Genetiği inceleyen kişiler incelemişler ve bu sonuca ulaşmışlar. Baksana; bir araştırma konusu olmuş, ne güzel. Hoşuma gitti. Keşke herkes kahkaha atıp, gülebilse. Hem ruh durumunu, hem metabolizmayı, hem mutluluğu etkiliyor. Kahkaha yogası diye bir şey var sonuçta. İnsanlar serotonin hormonunu salgılayabilmek için üstüne para veriyorlar.

Her daim mutlu bir tip misiniz?

Çok şükür mutluyum. Sağlığım yerinde, işim gücüm var. O açıdan bakarsan mutluyum tabii. Ama bir mutluluk böceği olarak dolaşmıyorum.
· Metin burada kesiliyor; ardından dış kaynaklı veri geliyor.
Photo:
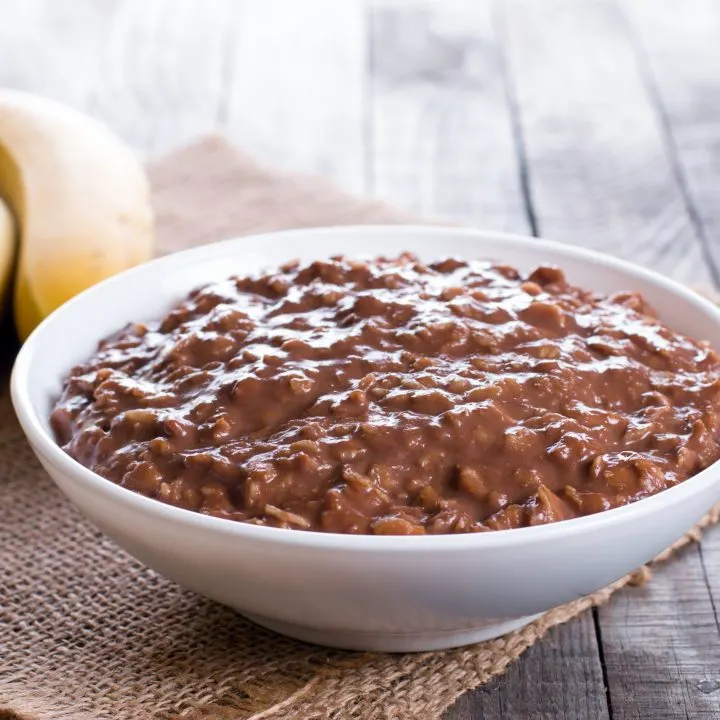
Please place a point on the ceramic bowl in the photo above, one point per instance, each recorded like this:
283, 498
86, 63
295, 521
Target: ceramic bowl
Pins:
359, 592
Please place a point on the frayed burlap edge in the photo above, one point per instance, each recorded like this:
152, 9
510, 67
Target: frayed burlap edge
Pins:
208, 191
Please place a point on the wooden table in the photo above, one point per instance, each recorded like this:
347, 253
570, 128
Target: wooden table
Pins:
589, 121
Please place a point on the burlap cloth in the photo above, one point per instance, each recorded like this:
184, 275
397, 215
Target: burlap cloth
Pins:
87, 633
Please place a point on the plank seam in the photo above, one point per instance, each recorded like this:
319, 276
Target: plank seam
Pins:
603, 665
498, 23
655, 98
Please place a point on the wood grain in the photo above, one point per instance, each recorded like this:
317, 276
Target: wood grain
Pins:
152, 70
598, 166
680, 53
600, 174
662, 646
296, 83
559, 678
606, 121
440, 133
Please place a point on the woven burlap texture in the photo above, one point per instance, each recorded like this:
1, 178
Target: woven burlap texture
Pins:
88, 633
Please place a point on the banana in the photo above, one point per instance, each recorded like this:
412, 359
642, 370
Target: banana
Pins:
7, 252
80, 198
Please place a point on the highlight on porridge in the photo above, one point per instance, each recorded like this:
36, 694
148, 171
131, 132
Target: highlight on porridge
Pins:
394, 396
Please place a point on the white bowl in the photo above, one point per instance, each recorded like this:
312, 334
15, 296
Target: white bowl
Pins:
358, 592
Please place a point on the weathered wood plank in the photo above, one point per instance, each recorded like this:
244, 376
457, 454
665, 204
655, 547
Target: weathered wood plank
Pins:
295, 80
440, 132
153, 71
661, 645
441, 143
558, 679
598, 165
601, 174
680, 51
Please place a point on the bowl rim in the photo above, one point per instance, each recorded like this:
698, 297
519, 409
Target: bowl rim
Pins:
45, 446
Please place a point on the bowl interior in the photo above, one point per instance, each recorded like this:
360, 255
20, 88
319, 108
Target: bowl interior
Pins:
71, 334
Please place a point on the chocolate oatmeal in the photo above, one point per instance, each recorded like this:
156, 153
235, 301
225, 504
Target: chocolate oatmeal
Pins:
396, 397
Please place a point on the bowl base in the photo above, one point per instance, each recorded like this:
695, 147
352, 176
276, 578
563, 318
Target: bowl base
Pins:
393, 642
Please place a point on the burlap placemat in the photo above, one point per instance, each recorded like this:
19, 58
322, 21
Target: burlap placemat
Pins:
87, 633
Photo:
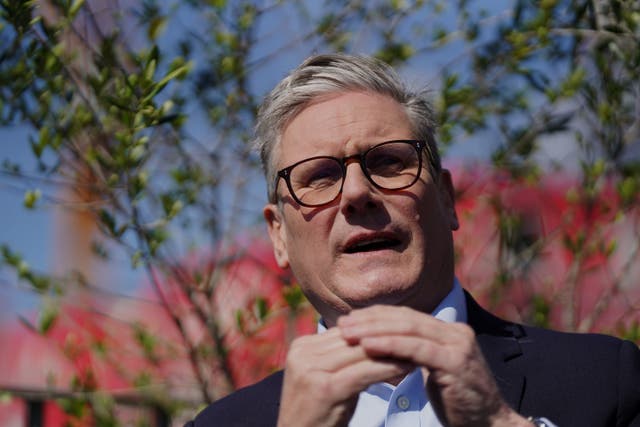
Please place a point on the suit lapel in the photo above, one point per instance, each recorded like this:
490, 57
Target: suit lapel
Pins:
499, 342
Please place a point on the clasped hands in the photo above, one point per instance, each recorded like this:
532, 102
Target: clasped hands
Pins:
324, 373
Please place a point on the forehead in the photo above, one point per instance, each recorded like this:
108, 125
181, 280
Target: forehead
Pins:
341, 124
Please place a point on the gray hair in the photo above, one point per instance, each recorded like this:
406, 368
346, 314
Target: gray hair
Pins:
327, 74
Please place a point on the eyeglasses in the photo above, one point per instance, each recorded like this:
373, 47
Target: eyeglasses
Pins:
391, 165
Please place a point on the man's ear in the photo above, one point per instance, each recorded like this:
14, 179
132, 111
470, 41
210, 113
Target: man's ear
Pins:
448, 196
276, 228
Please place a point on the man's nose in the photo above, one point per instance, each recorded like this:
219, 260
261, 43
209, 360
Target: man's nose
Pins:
357, 190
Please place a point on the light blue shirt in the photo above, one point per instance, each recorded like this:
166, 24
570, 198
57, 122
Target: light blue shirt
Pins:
406, 404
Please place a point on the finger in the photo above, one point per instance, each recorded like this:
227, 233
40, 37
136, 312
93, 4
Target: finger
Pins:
449, 357
360, 375
327, 353
387, 320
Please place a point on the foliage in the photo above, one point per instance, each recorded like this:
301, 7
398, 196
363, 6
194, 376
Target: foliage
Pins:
117, 96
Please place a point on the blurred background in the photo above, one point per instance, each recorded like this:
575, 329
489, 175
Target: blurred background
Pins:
136, 280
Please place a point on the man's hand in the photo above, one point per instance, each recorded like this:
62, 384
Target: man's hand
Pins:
323, 377
460, 386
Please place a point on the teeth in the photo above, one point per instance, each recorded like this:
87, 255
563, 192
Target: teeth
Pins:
369, 242
370, 245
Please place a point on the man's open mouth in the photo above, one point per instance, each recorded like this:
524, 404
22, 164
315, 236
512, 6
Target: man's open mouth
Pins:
370, 245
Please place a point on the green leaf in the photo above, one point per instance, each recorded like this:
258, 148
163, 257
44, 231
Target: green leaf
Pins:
75, 7
31, 197
48, 316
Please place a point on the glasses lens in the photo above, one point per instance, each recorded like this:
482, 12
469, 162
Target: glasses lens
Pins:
316, 181
393, 165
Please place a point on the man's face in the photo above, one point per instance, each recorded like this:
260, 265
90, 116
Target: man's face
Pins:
369, 246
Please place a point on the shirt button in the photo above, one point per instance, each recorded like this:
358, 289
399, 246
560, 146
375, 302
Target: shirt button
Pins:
403, 402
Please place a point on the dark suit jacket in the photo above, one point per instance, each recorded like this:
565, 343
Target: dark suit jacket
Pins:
581, 380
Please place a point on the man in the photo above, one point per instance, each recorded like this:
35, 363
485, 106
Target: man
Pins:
362, 212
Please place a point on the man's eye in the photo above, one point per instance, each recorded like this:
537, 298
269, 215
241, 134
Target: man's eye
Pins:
322, 178
319, 175
387, 165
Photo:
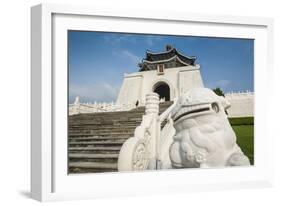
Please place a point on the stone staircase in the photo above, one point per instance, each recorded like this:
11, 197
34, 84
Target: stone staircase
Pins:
95, 139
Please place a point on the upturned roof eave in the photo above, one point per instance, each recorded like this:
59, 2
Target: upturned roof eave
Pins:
166, 52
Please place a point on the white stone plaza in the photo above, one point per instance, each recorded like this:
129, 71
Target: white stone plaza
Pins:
171, 121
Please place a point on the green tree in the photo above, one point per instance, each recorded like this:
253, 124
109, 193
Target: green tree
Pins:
218, 91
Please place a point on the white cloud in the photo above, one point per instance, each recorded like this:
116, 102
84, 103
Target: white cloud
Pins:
128, 55
151, 40
223, 84
100, 92
134, 58
116, 40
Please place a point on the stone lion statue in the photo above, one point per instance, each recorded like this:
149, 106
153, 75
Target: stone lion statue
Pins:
204, 137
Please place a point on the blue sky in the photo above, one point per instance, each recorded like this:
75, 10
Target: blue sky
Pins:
98, 60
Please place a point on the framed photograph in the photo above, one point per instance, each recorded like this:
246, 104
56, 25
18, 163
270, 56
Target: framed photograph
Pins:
138, 102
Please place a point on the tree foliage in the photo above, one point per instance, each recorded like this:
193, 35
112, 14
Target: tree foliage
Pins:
218, 91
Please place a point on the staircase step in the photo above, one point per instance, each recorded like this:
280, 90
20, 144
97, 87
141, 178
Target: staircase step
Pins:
97, 143
98, 138
93, 165
94, 156
94, 148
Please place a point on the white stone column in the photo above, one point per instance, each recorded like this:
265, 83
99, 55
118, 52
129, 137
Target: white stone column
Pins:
152, 104
152, 109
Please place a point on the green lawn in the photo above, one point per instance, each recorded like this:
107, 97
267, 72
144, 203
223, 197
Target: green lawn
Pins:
245, 139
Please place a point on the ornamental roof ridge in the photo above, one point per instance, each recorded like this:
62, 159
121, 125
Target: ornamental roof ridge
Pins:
166, 60
168, 51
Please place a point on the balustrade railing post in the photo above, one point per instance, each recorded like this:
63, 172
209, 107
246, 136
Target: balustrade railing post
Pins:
152, 108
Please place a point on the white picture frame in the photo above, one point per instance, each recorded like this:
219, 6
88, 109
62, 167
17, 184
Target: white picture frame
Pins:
49, 179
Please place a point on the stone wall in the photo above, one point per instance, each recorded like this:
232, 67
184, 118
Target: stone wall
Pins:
242, 105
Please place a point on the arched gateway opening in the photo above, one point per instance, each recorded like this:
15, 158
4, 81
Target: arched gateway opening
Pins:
163, 90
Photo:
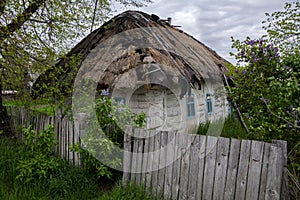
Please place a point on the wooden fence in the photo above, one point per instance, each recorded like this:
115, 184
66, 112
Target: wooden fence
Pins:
66, 132
185, 166
182, 166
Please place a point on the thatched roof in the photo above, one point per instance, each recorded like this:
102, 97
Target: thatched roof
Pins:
134, 39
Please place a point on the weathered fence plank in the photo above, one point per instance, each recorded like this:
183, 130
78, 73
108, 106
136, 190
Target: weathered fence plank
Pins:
201, 157
181, 166
221, 168
185, 165
275, 170
169, 167
232, 169
241, 182
209, 170
254, 172
64, 130
194, 167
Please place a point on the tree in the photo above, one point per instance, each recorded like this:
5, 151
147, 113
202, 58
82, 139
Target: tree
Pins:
34, 33
267, 82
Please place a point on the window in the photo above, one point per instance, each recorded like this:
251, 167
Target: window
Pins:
120, 100
209, 103
190, 102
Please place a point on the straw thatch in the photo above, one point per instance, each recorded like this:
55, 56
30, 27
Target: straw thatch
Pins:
177, 53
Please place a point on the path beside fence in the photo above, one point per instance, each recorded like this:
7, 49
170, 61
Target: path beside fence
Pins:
185, 166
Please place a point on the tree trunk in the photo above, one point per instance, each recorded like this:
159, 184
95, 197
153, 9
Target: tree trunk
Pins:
4, 122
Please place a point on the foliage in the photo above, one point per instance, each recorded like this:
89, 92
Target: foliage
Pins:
283, 27
266, 82
131, 191
66, 182
113, 116
104, 144
40, 162
266, 89
35, 33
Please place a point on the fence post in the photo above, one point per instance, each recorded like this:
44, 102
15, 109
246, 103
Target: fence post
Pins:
284, 194
127, 155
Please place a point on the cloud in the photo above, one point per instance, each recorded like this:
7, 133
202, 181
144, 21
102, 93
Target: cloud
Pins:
213, 22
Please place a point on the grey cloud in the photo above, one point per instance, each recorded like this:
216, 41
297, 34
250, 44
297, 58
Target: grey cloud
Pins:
213, 22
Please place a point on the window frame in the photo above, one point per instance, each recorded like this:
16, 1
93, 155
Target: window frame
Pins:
209, 103
190, 106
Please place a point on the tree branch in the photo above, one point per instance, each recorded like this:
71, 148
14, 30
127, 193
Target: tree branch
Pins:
2, 6
21, 18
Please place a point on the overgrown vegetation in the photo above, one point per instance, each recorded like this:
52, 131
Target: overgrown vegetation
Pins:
266, 83
105, 143
30, 170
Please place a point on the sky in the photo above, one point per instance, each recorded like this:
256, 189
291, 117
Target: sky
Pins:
213, 22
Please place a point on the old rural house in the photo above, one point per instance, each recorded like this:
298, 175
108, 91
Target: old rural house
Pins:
154, 68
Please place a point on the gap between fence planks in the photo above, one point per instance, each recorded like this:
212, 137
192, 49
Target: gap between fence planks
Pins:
65, 131
188, 167
185, 166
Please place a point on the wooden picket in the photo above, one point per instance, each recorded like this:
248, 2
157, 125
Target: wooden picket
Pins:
185, 166
65, 130
181, 166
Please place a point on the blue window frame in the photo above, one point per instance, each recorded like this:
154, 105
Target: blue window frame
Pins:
190, 103
120, 100
209, 105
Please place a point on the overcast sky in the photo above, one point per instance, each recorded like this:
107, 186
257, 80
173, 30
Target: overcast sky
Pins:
213, 22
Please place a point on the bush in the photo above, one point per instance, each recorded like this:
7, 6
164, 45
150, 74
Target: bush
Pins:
112, 117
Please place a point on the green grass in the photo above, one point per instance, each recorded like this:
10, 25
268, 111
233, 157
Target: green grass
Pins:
69, 182
39, 106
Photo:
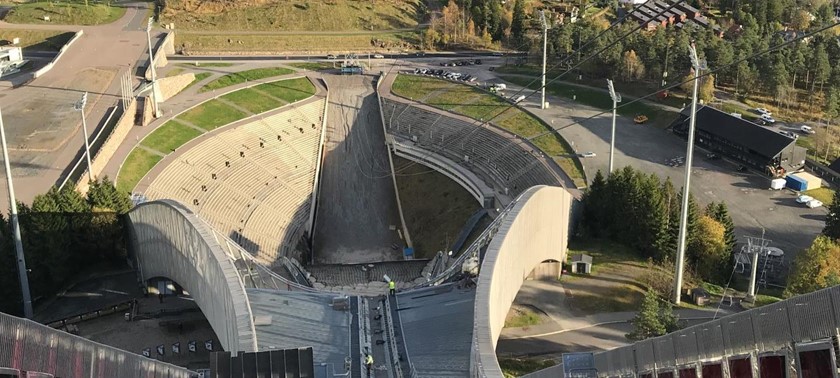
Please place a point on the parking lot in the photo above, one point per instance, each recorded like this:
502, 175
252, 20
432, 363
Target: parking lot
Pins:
791, 226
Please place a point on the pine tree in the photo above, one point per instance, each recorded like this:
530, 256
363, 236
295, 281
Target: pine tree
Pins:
832, 220
594, 204
647, 322
517, 27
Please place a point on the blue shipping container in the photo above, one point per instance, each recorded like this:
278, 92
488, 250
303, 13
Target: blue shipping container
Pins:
796, 183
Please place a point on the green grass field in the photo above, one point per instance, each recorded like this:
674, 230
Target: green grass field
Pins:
516, 367
290, 90
300, 43
205, 64
824, 195
600, 100
136, 165
252, 100
37, 40
312, 66
211, 115
170, 136
207, 116
435, 222
294, 15
475, 103
244, 76
64, 13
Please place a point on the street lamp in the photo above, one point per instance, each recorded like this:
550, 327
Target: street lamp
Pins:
698, 66
80, 106
155, 108
545, 55
13, 218
616, 99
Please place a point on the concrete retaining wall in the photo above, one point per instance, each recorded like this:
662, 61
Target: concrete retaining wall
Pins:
168, 240
164, 48
170, 86
111, 144
61, 52
536, 230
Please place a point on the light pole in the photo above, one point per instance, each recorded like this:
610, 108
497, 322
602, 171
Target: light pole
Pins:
155, 108
545, 56
13, 218
616, 99
80, 106
695, 62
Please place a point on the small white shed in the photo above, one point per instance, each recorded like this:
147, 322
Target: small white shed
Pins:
582, 264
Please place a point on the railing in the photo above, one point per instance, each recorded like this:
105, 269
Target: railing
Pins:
783, 330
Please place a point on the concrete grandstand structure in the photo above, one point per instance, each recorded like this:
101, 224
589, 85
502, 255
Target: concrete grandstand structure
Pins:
253, 309
253, 180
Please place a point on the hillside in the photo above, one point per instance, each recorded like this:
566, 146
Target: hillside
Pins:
293, 15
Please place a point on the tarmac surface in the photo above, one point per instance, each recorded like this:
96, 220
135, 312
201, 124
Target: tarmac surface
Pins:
43, 129
357, 218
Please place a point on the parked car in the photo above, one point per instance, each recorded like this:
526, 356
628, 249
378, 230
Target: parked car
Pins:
813, 204
789, 134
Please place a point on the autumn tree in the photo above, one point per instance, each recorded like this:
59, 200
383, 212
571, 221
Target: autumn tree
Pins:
816, 268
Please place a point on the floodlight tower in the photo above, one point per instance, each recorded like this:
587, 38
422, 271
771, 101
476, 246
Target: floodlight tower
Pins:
155, 108
13, 219
698, 66
80, 107
616, 99
545, 26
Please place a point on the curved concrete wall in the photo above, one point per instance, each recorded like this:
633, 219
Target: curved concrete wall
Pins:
169, 241
537, 229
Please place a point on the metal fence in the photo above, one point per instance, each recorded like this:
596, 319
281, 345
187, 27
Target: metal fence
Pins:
26, 346
799, 334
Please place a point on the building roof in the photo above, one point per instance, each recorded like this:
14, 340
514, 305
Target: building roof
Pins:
582, 258
763, 141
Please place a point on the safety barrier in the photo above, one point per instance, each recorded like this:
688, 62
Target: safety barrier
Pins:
797, 335
26, 346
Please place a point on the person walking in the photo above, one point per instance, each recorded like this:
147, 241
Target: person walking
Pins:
368, 362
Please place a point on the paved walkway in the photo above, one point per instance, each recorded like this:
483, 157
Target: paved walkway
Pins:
103, 49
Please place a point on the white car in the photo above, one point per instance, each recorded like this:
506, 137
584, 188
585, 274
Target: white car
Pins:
789, 134
767, 118
813, 204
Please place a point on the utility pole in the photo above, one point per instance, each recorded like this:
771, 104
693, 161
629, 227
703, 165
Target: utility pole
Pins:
545, 55
754, 263
13, 218
155, 108
695, 62
80, 106
616, 99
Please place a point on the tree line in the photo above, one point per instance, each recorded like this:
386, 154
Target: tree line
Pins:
643, 212
64, 234
804, 75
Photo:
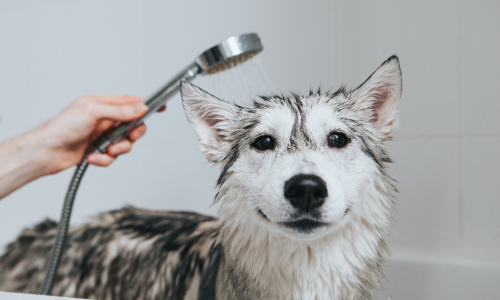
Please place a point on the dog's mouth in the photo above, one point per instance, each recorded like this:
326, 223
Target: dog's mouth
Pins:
262, 214
302, 225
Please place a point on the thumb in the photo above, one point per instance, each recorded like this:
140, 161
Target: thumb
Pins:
122, 113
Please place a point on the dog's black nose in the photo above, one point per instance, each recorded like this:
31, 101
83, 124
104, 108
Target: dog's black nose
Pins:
306, 192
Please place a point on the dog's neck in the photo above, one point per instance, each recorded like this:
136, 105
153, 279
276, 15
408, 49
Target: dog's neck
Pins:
263, 264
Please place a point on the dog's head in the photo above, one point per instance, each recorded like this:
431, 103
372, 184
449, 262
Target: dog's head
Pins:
302, 165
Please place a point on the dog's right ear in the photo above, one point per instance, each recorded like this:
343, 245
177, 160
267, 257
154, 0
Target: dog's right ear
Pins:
211, 118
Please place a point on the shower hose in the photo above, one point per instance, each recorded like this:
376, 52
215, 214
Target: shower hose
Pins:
62, 229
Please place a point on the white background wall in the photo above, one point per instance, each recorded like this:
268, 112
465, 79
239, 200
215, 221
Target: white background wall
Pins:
446, 152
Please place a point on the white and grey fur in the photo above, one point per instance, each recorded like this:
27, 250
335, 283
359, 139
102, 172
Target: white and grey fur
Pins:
260, 246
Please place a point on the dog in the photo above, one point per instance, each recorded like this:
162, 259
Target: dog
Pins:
305, 201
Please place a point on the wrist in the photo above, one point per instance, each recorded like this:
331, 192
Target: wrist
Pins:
23, 159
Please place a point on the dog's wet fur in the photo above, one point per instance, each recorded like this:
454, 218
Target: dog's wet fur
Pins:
305, 200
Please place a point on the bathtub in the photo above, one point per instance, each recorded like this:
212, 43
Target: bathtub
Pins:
434, 271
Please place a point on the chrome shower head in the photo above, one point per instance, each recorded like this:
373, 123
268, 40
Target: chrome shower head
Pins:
229, 53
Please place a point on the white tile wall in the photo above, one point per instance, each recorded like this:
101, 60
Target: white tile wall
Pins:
427, 175
480, 66
481, 188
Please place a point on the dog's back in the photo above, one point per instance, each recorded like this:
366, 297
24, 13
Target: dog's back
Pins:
125, 254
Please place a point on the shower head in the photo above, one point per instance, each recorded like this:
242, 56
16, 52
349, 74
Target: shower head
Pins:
229, 53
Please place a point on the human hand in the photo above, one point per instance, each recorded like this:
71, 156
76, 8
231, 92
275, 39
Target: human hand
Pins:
62, 141
70, 133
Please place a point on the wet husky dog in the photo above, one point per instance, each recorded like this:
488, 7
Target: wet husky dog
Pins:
304, 195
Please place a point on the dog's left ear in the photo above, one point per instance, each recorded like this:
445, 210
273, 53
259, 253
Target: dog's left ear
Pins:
379, 96
211, 119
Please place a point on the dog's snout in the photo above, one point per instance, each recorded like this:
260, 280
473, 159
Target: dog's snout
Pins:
306, 192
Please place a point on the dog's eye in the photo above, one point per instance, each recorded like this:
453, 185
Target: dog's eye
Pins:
264, 143
337, 140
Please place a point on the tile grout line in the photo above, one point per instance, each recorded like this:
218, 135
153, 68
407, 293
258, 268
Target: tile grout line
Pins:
461, 208
336, 27
447, 136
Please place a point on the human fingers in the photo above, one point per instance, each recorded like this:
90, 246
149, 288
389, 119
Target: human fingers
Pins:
137, 132
116, 99
162, 108
100, 159
122, 113
121, 147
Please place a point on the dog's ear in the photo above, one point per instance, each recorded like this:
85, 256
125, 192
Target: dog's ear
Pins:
211, 119
379, 96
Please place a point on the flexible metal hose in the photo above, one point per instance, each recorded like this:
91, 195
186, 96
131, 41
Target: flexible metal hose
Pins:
62, 229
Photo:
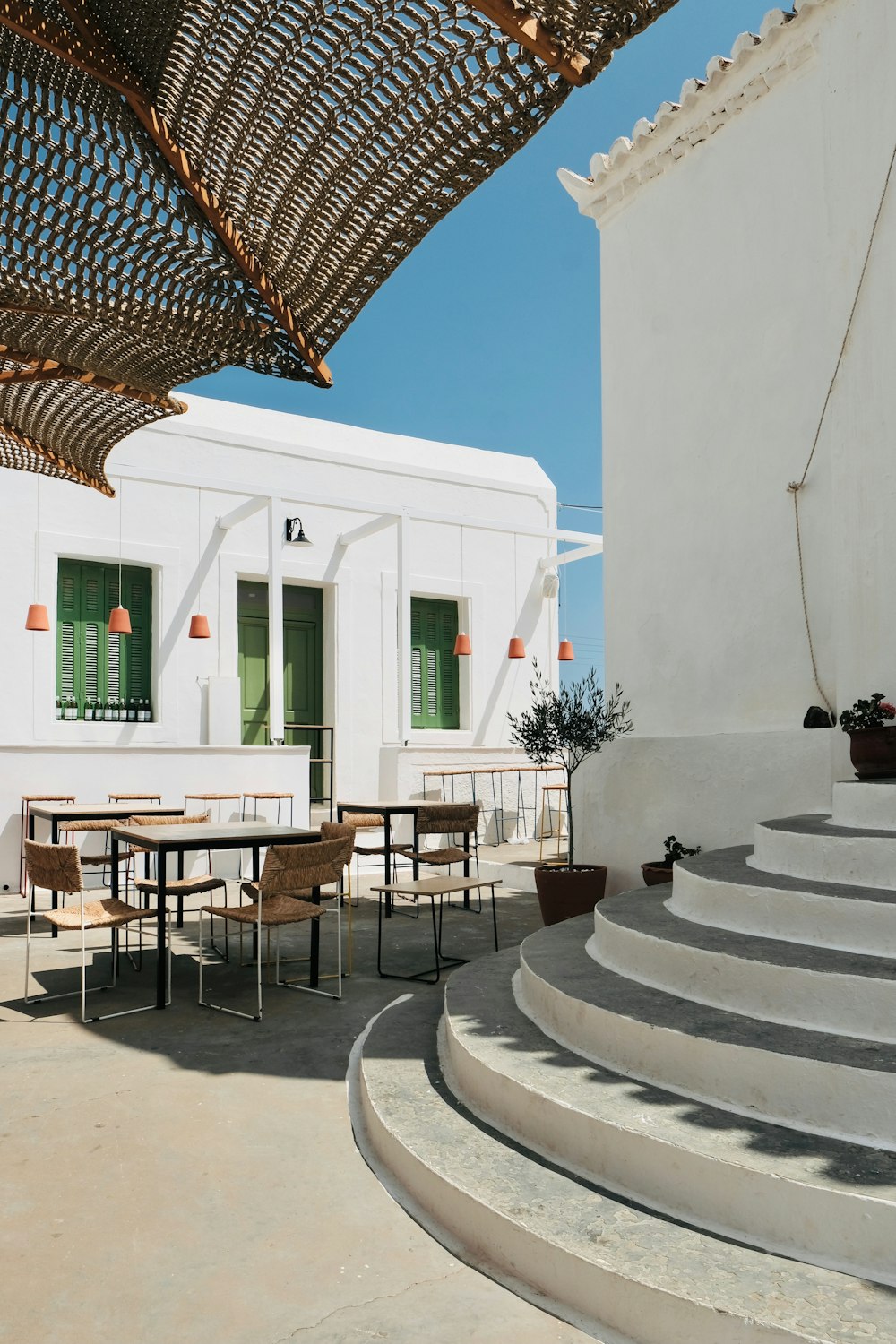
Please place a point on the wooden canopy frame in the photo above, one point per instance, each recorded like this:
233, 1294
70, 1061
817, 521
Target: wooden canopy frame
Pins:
245, 190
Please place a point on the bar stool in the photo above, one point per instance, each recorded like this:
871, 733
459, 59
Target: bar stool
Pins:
214, 797
134, 849
547, 789
263, 797
27, 798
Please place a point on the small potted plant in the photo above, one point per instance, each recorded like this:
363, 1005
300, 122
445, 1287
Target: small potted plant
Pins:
872, 737
564, 728
659, 870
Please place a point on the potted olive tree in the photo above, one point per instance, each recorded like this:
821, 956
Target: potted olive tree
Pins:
564, 728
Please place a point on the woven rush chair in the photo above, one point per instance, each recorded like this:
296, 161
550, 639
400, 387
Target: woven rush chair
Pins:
96, 860
373, 822
58, 868
288, 870
27, 798
177, 887
452, 820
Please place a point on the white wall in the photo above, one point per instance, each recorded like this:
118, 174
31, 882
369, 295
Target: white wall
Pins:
732, 238
177, 478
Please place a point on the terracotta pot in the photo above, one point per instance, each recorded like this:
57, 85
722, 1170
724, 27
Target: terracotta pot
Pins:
656, 873
874, 753
565, 892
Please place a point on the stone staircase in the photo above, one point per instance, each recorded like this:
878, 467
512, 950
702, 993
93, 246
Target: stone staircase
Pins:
675, 1121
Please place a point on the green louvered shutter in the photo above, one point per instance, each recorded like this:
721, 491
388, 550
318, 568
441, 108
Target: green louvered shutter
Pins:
90, 661
69, 629
435, 668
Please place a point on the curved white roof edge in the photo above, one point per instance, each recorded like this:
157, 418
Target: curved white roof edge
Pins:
677, 126
295, 435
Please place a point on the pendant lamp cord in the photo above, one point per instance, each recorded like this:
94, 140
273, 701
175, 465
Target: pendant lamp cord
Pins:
121, 504
794, 487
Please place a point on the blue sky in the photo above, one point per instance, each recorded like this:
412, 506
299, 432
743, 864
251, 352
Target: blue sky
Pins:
489, 332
Aileniz de şen şakrak  insanlar mı?

Egeli’yiz sonuçta... Mutlu bir aileyiz diyebilirim. Yaşanmış bütün trajedilere rağmen, ki gerçekten çok travmatik şeyler var, bir şekilde hayata tutunma arzusu olan bir aileyiz. Belki kahkaha atmak, bir şekilde kırılma noktamız olmuştur. Trajedi, trajedi nereye kadar? O tarz şeyleri bertaraf etmek için bir formül geliştirmiş olabiliriz.